The first thing I attempted was to simplify things a bit and just model 3 straight square legs, intersecting right in the middle of each other... each leg is angled at 45° inwards. I had assumed that a matching rotation of 45° of each leg about it's lengthwise axis would get everything lined up, but it's ever so slightly off:

Digital rendering illustrating the mis-alignment issue

So the question is, how do I calculate the proper angle for the rotation of the legs, ideally for any given inward angle (ie: the legs will intersect closer to the top than the bottom, so are angled inwards at only 28°)?

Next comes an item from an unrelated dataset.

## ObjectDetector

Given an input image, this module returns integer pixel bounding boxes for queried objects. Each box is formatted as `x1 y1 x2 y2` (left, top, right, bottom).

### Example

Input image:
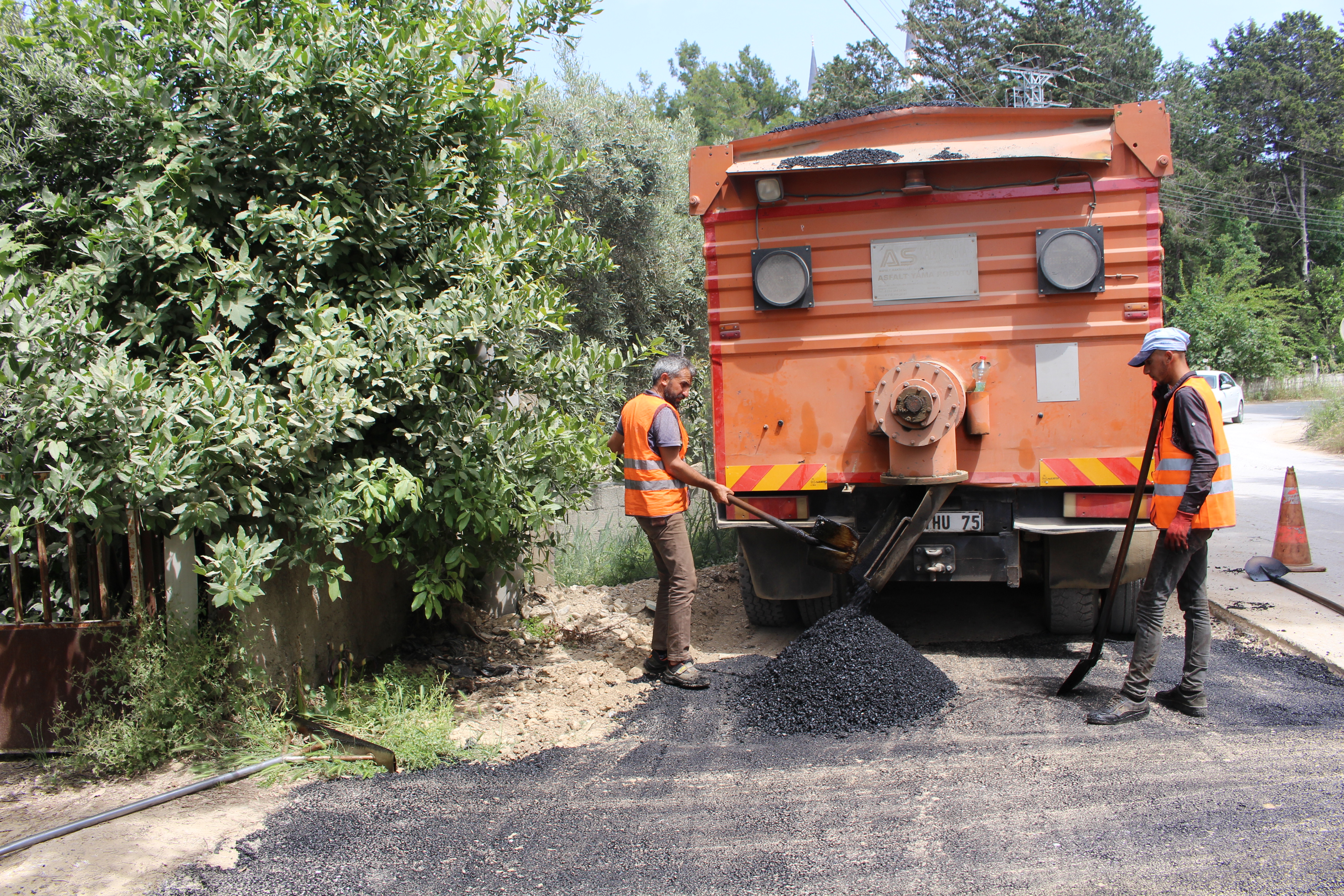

  • For most things like this the longitudinal axis of each of the three lengths is at 90° to the others. Don't know what's up with the model but if those legs are rotated correctly the overlapping area should be perfect, so it's likely a simple error or something wrong in SketchUp. Anyway, if you alter the intersecting angle it hugely complicates things since you're then into compound-mitre cuts which most find so difficult they avoid doing them a second time after they've done them once LOL
    – Graphus
    Commented Jan 6, 2018 at 8:07
  • If it is just SketchUp that's to blame that would be both a relief and a big annoyance! (I did spend a few hours reconstructing the model multiple times to make sure it wasn't user error, as that was my first assumption haha). As for the more complicated angle... I do tend to make things very difficult for myself - but the result is usually more interesting! Sometimes it's worth the struggle, I'm hoping that will be the case here
    – Blake Mann
    Commented Jan 6, 2018 at 23:58
  • Well if someone doesn't come along with an Answer that helps here on how to do this at a shallower angle than a three-way 90° intersection (unfortunately highly likely now given the doldrums) I think your best bet would be to Google to see if you can find out how someone else has already done it. Always best to not reinvent the wheel if possible. I was going to suggest starting from how the joint is done at 90 and extrapolating from there but I suspect that won't work and instead a purpose-suited three-way joint would have to be executed.
    – Graphus
    Commented Jan 7, 2018 at 9:57
  • I can duplicate the problem, but I cannot figure out what I (or sketchup) is doing wrong. I think it is resolving the intersection incorrectly.
    – Ashlar
    Commented Jan 8, 2018 at 2:56
  • Im going to add to this even though it was so long ago. This page has a great calculator rechneronline.de/pi/corner.php If you lookup cuboid it will help. In terms of the bevel, it is 35.24 degrees and a 45 degree mitre.
    – Michael
    Commented Jun 10, 2020 at 16:13

3 Answers 3


The legs must be perpendicular to each other avoid any 'diamonding'. See:

Diamonding of the intersection

It is only at 90 degrees the intersection will maintain squareness. You can form your caltrop this way:


I think to to achieve squareness to each other and shift or 'choke' the intersection closer or further from the middle point you must 'taper' the overall geometry. I believe that is why the circumference of the bottom is smaller than the circumference of the glass in your example. It also may explain the broken lines to help disguise this fact.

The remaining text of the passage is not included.